Et Léo met le doigt sur un autre problème : « On voit très peu d'hommes trans. Un homme qui met une robe, c’est plus sensationnaliste qu’une femme qui met un pantalon… » Une invisibilité qui a des conséquences. « Beaucoup de personnes ignorent encore que les hommes trans existent. On est résumé à un garçon manqué ou un homosexuel. »

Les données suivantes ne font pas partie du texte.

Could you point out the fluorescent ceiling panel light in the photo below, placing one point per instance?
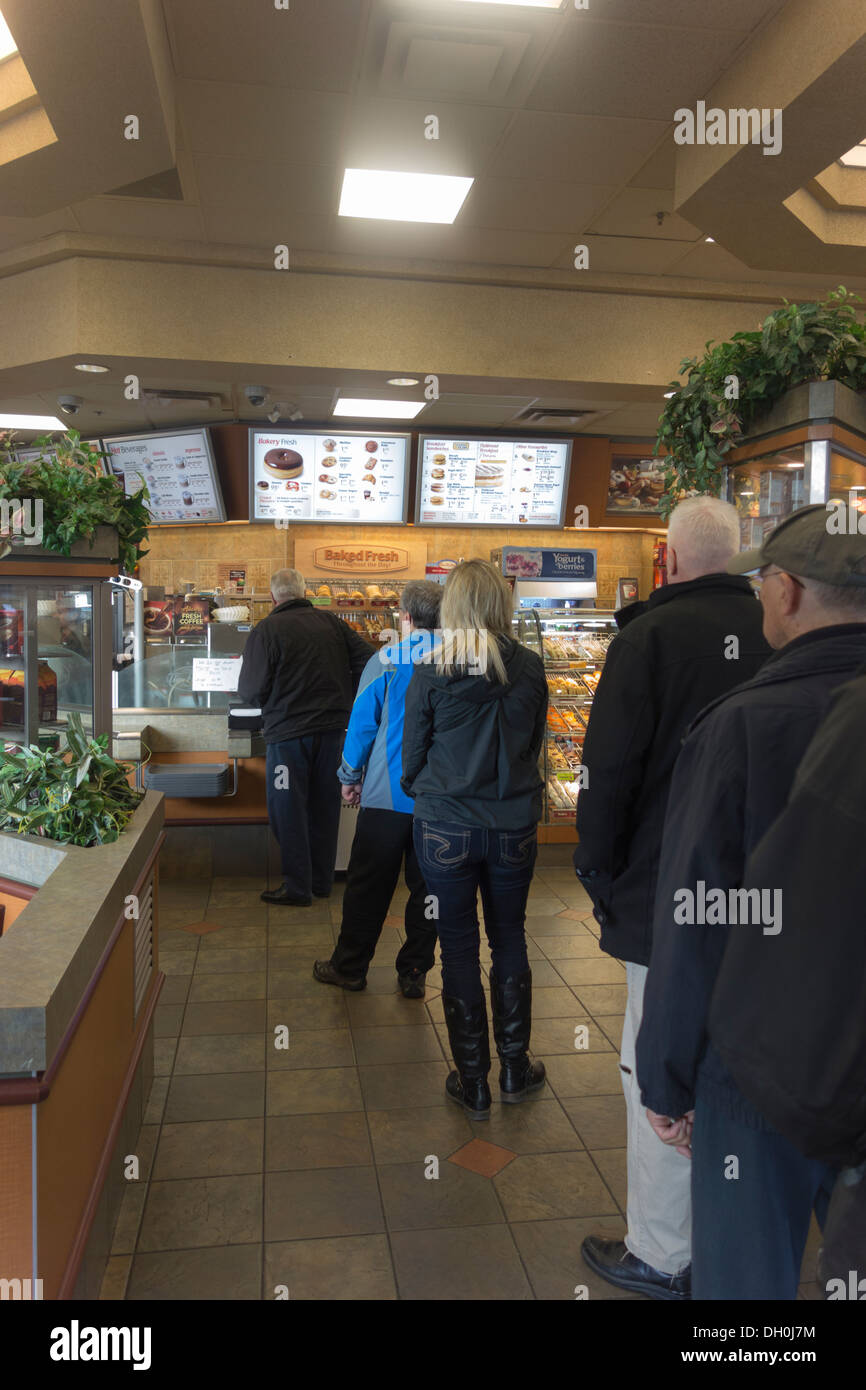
(526, 4)
(855, 157)
(389, 196)
(45, 423)
(378, 409)
(7, 43)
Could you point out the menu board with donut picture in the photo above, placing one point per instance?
(335, 476)
(492, 481)
(178, 470)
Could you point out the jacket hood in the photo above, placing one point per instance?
(478, 690)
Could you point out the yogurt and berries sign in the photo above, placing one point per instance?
(520, 563)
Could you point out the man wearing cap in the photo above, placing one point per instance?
(752, 1191)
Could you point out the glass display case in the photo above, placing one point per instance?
(573, 648)
(54, 658)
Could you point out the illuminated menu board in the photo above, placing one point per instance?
(178, 470)
(492, 481)
(334, 476)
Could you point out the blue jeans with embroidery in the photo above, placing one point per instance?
(456, 862)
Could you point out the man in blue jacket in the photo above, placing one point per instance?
(752, 1190)
(370, 772)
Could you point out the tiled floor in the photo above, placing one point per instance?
(335, 1168)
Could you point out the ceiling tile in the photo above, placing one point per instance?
(262, 123)
(533, 205)
(312, 45)
(576, 148)
(267, 186)
(617, 70)
(634, 213)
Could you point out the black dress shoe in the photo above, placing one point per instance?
(412, 984)
(615, 1262)
(325, 973)
(282, 898)
(473, 1094)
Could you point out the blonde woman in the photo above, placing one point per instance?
(473, 731)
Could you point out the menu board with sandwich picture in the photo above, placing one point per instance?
(178, 470)
(339, 476)
(492, 481)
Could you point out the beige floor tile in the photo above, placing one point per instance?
(345, 1268)
(319, 1203)
(228, 1273)
(470, 1264)
(202, 1211)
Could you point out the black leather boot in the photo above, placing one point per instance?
(512, 1001)
(470, 1048)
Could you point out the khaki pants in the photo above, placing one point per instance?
(659, 1179)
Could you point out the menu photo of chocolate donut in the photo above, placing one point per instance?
(284, 463)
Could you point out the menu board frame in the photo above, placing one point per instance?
(174, 434)
(494, 439)
(323, 431)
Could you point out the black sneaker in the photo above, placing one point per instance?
(282, 898)
(615, 1262)
(412, 984)
(324, 972)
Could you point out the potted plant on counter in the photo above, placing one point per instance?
(81, 509)
(736, 382)
(75, 795)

Autre écueil, cette visibilité s’accompagne d’un déchaînement de haine sur les réseaux sociaux. « Quand on parle de transidentité, on est vite victime d’insultes et de discrimination », regrette Arnaud Alessandrin.

La France a encore des efforts à faire

Mais si cette multiplication des représentations semble être un premier pas positif, certaines fictions étrangères comme le film chilien Une femme fantastique et des séries américaines rappellent que la France peut mieux faire. « Les représentations trans sont bien plus complexes et poussées dans les fictions étrangères que françaises, ajoute le sociologue. En France, il y a encore un long chemin à faire peut-être moins en termes de visibilité qualitative que quantitative. »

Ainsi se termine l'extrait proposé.